TEAGUE, Kathryn E.1, RADEMACHER, Laura K.1, LANG, JM2 and FAUL, Kristina L.3, (1)Department of Earth and Environmental Sciences, University of the Pacific, 3601 Pacific Avenue, Stockton, CA 95211, (2)Genome Center, University of California Davis, 1 Shields Avenue, Davis, CA 95616, (3)Environmental Sciences Program/Department of Chemistry, Mills College, 5000 MacArthur Blvd, Oakland, CA 94613,

Urban watershed-reservoir systems in the eastern San Francisco Bay area were investigated to determine the relationship between microbial communities and metal pollutant mobility. Results indicate that microbes and redox conditions play an important role in metal solubility.
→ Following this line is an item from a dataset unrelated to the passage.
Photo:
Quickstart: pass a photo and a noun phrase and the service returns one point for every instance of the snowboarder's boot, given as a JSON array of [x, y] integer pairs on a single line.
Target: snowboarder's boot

Three sites were selected for this research: 1) Lake Aliso/Lion Creek, a watershed impacted by an abandoned sulfur mine; 2) San Lorenzo Creek Reservoir/San Lorenzo Creek, located adjacent to a major freeway in an urban area; and 3) Lake Anza/Wildcat Creek, a low human impact watershed. Corresponding water and surface sediment samples were collected from each reservoir and from the primary tributaries that discharge into each of these reservoirs during summer 2013. DNA was extracted from each water and sediment sample then the 16S rRNA gene was amplified by polymerase chain reactions (PCR) and sequenced to determine the microbial community composition. Samples were also analyzed for metal concentration using inductively coupled plasma mass spectrometry (ICP-MS) and for field parameters including dissolved oxygen, pH, conductivity, and temperature using a YSI multiprobe. Total Iron (Fe) concentrations in Lake Aliso waters increase between the lake inlet and outlet. This increase suggests that Fe is mobilized within the lake and will be transported downstream through the lake outlet. Conversely, total Fe concentration in waters collected from San Lorenzo Creek Reservoir and Lake Anza decreased between the inlets and outlets. The downstream decrease in Fe in these two lakes suggests that the sediments retained Fe. All three reservoirs exhibit a decrease in Nickel (Ni) concentrations between the inlets and outlets, however, the patterns of other trace metals are less consistent. Results presented from this project will include how microbial populations are related to metal mobility. Conclusions from this study may be useful in the mitigation of redox sensitive pollutants in watersheds with small reservoirs.